And yet we sing, defying our future silence,
The vast eternities pending
Knowing our yawning cosmos has been
Changed by far less long before
And perhaps once again
With the same ease as a Sunday sabaidee.
– Bryan Thao Worra, “Viewpoints”
Before making my way to the majestic Kuang Si Waterfall in Luang Prabang, my day started fairly early with a ride around town to collect my travel companions. I didn’t know any of them. We were all booked on a tour that would take us on the Mekong River to Pak Ou Caves and Kuang Si Waterfall, along with an unscheduled stop at a Hmong village.
I hoped that I would be one of the last to get picked up that morning, but that wasn’t the case. It meant that I was stuck in a cramped van for a longer time. And some of those roads were a little rough. So rough, in fact, that we had to get out to walk the remaining quarter mile to the boat.
We were early for the boat, so our guide, who did the absolute bare minimum of telling us when and where to meet after dropping us off (I can’t believe I paid extra to have a guide who provided no information at all), told us to wander through the textile shops. While I wasn’t about to buy anything, it was interesting to see the natural base for each color. I had no idea that mangosteen shell and ginger were used for dyes.
On the boat, I could enjoy the scenery while our guide ignored the tourists. I watch the clouds begin to lift around the surrounding mountains –it was beautiful. The morning boat ride took about two hours and the only downside was the motor noise.
By the time we arrived at Pak Ou Caves, the clouds were no longer shrouding the mountains. It was still a wonderful, quiet view, but it wasn’t as cool without the clouds. Our guide told us what time to be back at the dock, but gave us no information about the cave or even a suggested route as there are actually two caves.

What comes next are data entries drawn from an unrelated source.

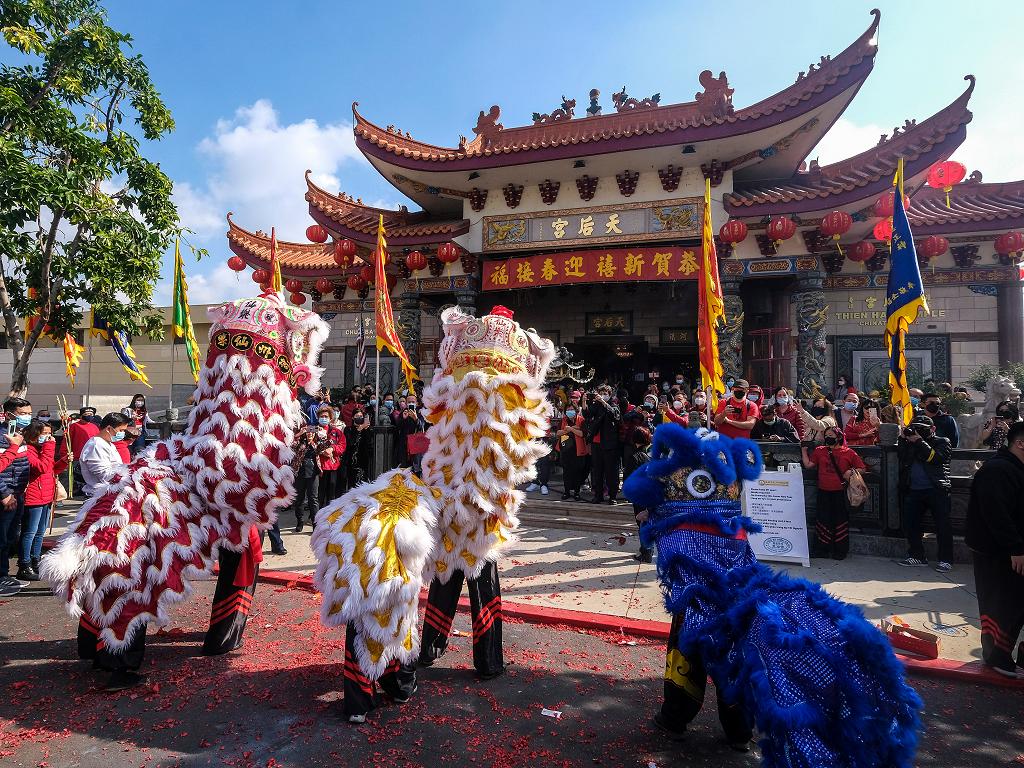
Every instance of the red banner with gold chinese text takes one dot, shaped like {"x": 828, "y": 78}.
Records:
{"x": 603, "y": 265}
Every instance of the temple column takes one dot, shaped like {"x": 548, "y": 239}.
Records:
{"x": 730, "y": 338}
{"x": 812, "y": 314}
{"x": 1010, "y": 317}
{"x": 408, "y": 326}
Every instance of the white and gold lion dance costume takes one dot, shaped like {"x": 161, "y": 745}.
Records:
{"x": 380, "y": 543}
{"x": 198, "y": 498}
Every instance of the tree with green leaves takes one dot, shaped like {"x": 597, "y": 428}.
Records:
{"x": 85, "y": 216}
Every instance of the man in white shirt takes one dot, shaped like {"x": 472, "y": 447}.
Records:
{"x": 100, "y": 460}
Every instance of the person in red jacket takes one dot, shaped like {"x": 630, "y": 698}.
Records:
{"x": 40, "y": 449}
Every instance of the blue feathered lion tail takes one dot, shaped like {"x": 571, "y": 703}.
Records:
{"x": 821, "y": 683}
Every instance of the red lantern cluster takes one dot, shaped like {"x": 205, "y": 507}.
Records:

Pak Ou Caves are known for their huge collection of Buddha statutes, which total around 2500. Arriving at the first stop at the cave is like entering a museum of Buddhist iconography. Buddhist history of the cave dates back to the 16th century, but it was a holy site for locals that worshiped nature before Buddhism arrived.

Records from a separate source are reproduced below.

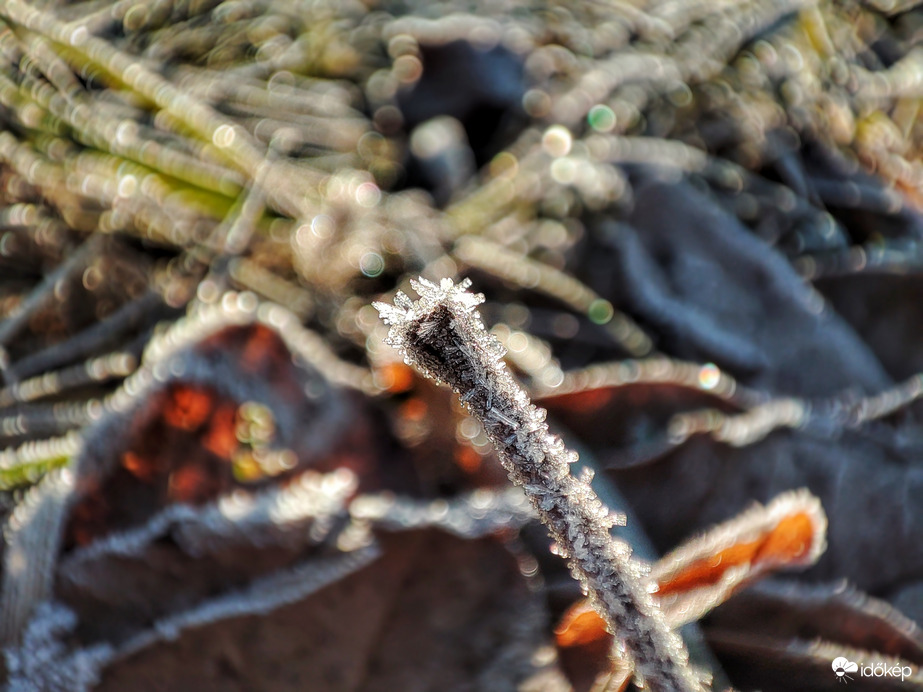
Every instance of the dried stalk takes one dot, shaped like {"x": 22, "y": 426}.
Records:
{"x": 442, "y": 335}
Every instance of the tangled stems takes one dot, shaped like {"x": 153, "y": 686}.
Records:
{"x": 442, "y": 335}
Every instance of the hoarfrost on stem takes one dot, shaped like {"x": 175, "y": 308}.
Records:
{"x": 442, "y": 335}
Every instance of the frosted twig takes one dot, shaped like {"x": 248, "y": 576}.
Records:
{"x": 442, "y": 335}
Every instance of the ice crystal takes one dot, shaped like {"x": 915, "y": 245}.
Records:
{"x": 442, "y": 335}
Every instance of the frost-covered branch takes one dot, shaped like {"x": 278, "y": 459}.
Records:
{"x": 442, "y": 335}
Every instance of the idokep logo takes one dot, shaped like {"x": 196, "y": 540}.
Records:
{"x": 842, "y": 667}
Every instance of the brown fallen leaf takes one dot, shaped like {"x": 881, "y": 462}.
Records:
{"x": 789, "y": 532}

The first cave is set into a limestone cliff and requires climbing stairs, though it isn’t strenuous. The second cave is a longer walk up, and I noticed a few older tourists struggling with the steps. Fortunately, it isn’t too hot before lunch.

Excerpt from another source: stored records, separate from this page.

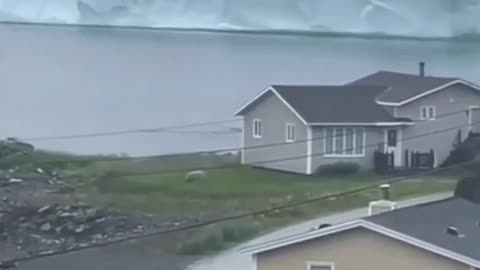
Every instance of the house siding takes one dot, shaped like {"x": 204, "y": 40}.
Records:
{"x": 453, "y": 99}
{"x": 355, "y": 249}
{"x": 274, "y": 115}
{"x": 374, "y": 136}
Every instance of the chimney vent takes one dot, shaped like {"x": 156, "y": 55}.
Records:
{"x": 422, "y": 69}
{"x": 453, "y": 231}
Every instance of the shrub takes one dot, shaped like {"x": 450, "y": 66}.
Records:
{"x": 469, "y": 189}
{"x": 338, "y": 168}
{"x": 380, "y": 162}
{"x": 212, "y": 241}
{"x": 236, "y": 233}
{"x": 464, "y": 152}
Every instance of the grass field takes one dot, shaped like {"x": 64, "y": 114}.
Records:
{"x": 139, "y": 186}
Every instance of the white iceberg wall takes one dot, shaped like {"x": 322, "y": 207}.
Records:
{"x": 404, "y": 17}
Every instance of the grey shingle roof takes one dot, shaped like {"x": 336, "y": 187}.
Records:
{"x": 428, "y": 222}
{"x": 402, "y": 86}
{"x": 336, "y": 104}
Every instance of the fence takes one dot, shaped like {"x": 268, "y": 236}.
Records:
{"x": 385, "y": 161}
{"x": 419, "y": 160}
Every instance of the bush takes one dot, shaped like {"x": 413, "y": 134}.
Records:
{"x": 238, "y": 233}
{"x": 464, "y": 152}
{"x": 212, "y": 241}
{"x": 469, "y": 189}
{"x": 381, "y": 162}
{"x": 338, "y": 168}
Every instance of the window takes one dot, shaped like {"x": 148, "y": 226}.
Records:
{"x": 257, "y": 128}
{"x": 344, "y": 142}
{"x": 290, "y": 133}
{"x": 427, "y": 113}
{"x": 320, "y": 266}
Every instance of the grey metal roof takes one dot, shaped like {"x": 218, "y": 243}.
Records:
{"x": 336, "y": 104}
{"x": 428, "y": 222}
{"x": 402, "y": 86}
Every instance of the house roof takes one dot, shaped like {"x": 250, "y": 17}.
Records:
{"x": 318, "y": 105}
{"x": 428, "y": 222}
{"x": 423, "y": 226}
{"x": 404, "y": 88}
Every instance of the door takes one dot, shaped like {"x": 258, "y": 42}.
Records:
{"x": 474, "y": 120}
{"x": 393, "y": 145}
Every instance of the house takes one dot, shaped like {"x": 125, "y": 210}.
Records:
{"x": 298, "y": 128}
{"x": 441, "y": 235}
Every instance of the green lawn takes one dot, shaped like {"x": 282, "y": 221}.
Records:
{"x": 240, "y": 189}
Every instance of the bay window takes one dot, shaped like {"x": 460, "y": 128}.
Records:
{"x": 344, "y": 141}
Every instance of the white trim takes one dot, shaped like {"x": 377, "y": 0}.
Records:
{"x": 242, "y": 142}
{"x": 470, "y": 112}
{"x": 401, "y": 158}
{"x": 309, "y": 149}
{"x": 287, "y": 126}
{"x": 361, "y": 223}
{"x": 429, "y": 92}
{"x": 427, "y": 108}
{"x": 260, "y": 128}
{"x": 311, "y": 264}
{"x": 362, "y": 124}
{"x": 397, "y": 150}
{"x": 270, "y": 88}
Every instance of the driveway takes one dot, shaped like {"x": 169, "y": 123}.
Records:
{"x": 144, "y": 255}
{"x": 233, "y": 260}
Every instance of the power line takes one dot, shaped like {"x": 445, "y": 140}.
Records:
{"x": 232, "y": 166}
{"x": 216, "y": 151}
{"x": 237, "y": 216}
{"x": 253, "y": 213}
{"x": 126, "y": 132}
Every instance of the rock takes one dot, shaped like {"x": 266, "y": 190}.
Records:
{"x": 196, "y": 176}
{"x": 46, "y": 227}
{"x": 15, "y": 180}
{"x": 8, "y": 265}
{"x": 81, "y": 228}
{"x": 45, "y": 209}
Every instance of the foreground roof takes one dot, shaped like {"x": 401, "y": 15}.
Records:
{"x": 330, "y": 104}
{"x": 407, "y": 87}
{"x": 429, "y": 222}
{"x": 422, "y": 225}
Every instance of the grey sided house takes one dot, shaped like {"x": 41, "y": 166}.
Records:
{"x": 441, "y": 235}
{"x": 297, "y": 128}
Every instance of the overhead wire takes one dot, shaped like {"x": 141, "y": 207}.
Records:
{"x": 212, "y": 152}
{"x": 252, "y": 213}
{"x": 126, "y": 131}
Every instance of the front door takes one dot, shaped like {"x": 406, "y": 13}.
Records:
{"x": 393, "y": 145}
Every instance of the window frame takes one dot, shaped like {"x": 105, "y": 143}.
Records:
{"x": 427, "y": 109}
{"x": 354, "y": 153}
{"x": 290, "y": 129}
{"x": 257, "y": 122}
{"x": 311, "y": 264}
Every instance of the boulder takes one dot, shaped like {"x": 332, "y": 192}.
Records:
{"x": 196, "y": 176}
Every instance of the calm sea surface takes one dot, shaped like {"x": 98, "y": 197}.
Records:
{"x": 71, "y": 80}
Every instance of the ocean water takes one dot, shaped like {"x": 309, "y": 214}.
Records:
{"x": 61, "y": 80}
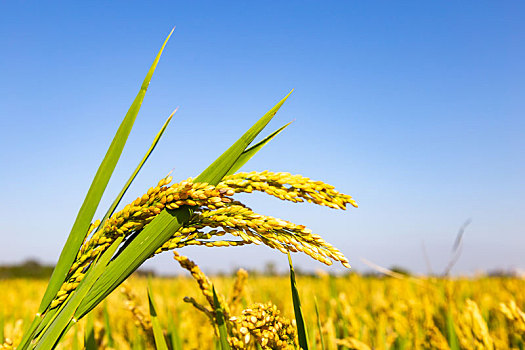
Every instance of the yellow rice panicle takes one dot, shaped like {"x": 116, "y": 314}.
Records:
{"x": 134, "y": 216}
{"x": 202, "y": 280}
{"x": 285, "y": 186}
{"x": 255, "y": 228}
{"x": 139, "y": 316}
{"x": 262, "y": 324}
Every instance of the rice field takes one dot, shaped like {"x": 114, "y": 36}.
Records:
{"x": 91, "y": 302}
{"x": 353, "y": 312}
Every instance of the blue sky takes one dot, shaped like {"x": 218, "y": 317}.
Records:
{"x": 414, "y": 108}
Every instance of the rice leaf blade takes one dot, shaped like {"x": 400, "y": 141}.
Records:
{"x": 301, "y": 326}
{"x": 160, "y": 229}
{"x": 117, "y": 200}
{"x": 252, "y": 150}
{"x": 95, "y": 192}
{"x": 67, "y": 315}
{"x": 214, "y": 173}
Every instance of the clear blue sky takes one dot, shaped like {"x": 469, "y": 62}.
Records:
{"x": 414, "y": 108}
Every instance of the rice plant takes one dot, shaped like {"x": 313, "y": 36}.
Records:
{"x": 99, "y": 255}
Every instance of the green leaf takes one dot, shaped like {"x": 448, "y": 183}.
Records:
{"x": 160, "y": 342}
{"x": 222, "y": 165}
{"x": 301, "y": 326}
{"x": 250, "y": 152}
{"x": 68, "y": 315}
{"x": 168, "y": 222}
{"x": 107, "y": 326}
{"x": 98, "y": 186}
{"x": 117, "y": 200}
{"x": 221, "y": 324}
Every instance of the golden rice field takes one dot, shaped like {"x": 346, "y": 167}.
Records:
{"x": 354, "y": 312}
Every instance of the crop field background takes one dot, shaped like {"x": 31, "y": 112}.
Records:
{"x": 133, "y": 129}
{"x": 355, "y": 312}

The view from the lower cave is beautiful. Once the crowd clears away, the cave entrance provides a great frame of the landscape and river.
At the upper cave, a flashlight is necessary to walk through. I wasn’t told this and left my bike light at the hotel (this is something a guide would usually provide). Fortunately, plenty of other tourists had guides with flashlights leading the way. There were also a lot of people using their phones for light.
While the upper cave is also filled with Buddhas, there isn’t much to see even with a flashlight. And it certainly isn’t easy to get a photo inside without blinding yourself and others.
I’m sure this stop would have been more interesting if I had an actual tour guide to take my group through Pak Ou Caves, but this is what happens when you pay twice the price of admission with Nova Tour in Luang Prabang. There was a woman in my group who paid for her own tickets but still got the same tour experience for half what I paid.
I would still go back to Pak Ou Caves — the boat ride and the views are magnificent. But I would never book a tour with Nova Tour again.
Have you been to Pak Ou Caves? Did you take a tour or hop in one the tuk tuks for a ride?